I think AMD’s high-point (from an enthusiast view) was back in the Thunderbird era (Late 90s, early 2000s.) These processors completely smoked the Intel offerings of the time, and for much cheaper. The comparable Intel processors - PIII and early P4s were frankly bad.

I was a bit reluctant to switch at first, but by the mid 2000s it was undeniable. Intel was putting out some really great CPUs. AMD was floundering. It was late and poor to the multi-core processor push.

So these days, I wouldn’t buy an AMD processor. It pains me, but they’ve fallen back into “budget CPU” territory. They’re not terrible, but the cost difference isn’t nearly good enough for me to recommend a budget AMD chip over a slightly more expensive but much better Intel CPU.

Regarding graphics cards - I’ve been unhappy with nVidia for a long time. My first nVidia card was a Riva TNT2, and that thing was glorious for its time (late 90s). I went Radeon (ATI, now part of AMD) in the early 2000s and loved it.

Caveat - the last nVidia card I bought was 2007. I installed it, had a terrible experience (shitty, shitty drivers, optimization and options) and returned it three days later.

I still love ATI cards, because the driver support is so good. ATI is great at constantly releasing new Catalyst drivers, and that makes a huge deal. Plus they’re easy to tinker with - graphics settings, overclocking, benchmarking, etc. I’ll still pick an ATI card over an nVidia card any day of the week.

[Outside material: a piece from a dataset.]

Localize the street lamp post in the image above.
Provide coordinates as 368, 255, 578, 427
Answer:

I think you can see one thing in this thread: Brand loyalty is not much of a factor for PC builders. Whatever is objectively the best for the task is going to be bought.

That said, fusoya, you sound to me like deep inside you want to see Crysis, not Crysis 2, on max settings. It’s there someplace, lurking in your limbic system. You’ve been telling yourself 80’s games are fun but you know that watching a pretty sunset before blowing away a bunch of North Koreans is real fun.

Here’s what I put together based on your stated and unconscious wants:

The total was $500.

That leaves you $200 to buy the 6870 (slightly better than SenorBeef’s 5850). It won’t play Crysis at max settings 1080p but it will come close and I think by the end of this thread you will admit that you want a raging card or maybe even a crossfire rig.

If you think you are going to buy that processor, buy a decent heatsink, the only reason to buy it is for the overclocking - the supereasy and impressive overclocking.